This article is published in number 41 of Vanity Fair on newsstands until 12 October 2021
In the movie Time by Kim Ki-duk, 2006, a woman undergoes a series of cosmetic surgery operations to completely change her face, seduce her boyfriend and thus prove to herself that he could also fall in love with another. She succeeds and this throws her into a spiral of self-destruction. Those were the years when Lacey Wildd, an American TV personality, operated on every part of her body to become “an extreme Barbie”, with her daughter complaining on TV that her life “revolved around mom’s boobs.”

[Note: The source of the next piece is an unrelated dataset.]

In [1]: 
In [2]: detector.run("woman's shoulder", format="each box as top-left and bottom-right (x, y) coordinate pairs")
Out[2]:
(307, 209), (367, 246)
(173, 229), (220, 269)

Much has changed since then: if in 2006 the reflection on cosmetic surgery could still be philosophical (we wondered where we ended up, our authentic face, and where the “other” began, the search for otherness), in 2021 we are forced to outline a more pragmatic discourse, which takes into consideration the massive amount of annual cosmetic surgery operations (1,088,704 only in Italy, which is the fourth country in the world for aesthetic interventions, according to the estimates of the International Society for Aestethic Plastic Surgery) and tries to establish an ethical limit between the lucid intervention on one’s own physicality and that moved by pathological reasons. The urgency of this new approach stems from the latest, crazy trend among the very young (ie Gen Z, but also a little bit millennials): the “rich girl face“, remaking one’s face in the image and likeness of the most desired and wealthy Internet idols. Treatments range from preventative botulinum to procedures with science fiction names such as Unison And Ultra Femme 360 and aim to create caricatured, hypertrophic copies of stars of the moment like Kim Kardashian and Ivanka Trump. The model most sought after by patients is – according to David Hartman, American plastic surgeon – Kylie Jenner. But let’s go to the details, since the “rich girl face»Is a patchwork of features stolen from different stars: the most requested noses have long been those of Scarlett Johansson, Natalie Portman and Nicole Kidman, and for men that of Jude Law. For the eyes, Anne Hathaway and Mila Kunis. For the lips we have in mind again Scarlett Johansson and Angelina Jolie. The rear – because the «rich girl face» does not neglect to look for a rich side B – is naturally inspired by J.Lo.
In general, the request is opposite to that classically associated with plastic surgery, which aimed at naturalness: it is to modify the face in a showy, hypervisible way, so that the exaggeration, the 4D imitation of a celebrity – from the lip to the cheekbones, nose – witness a social status, on a par with an expensive pair of shoes.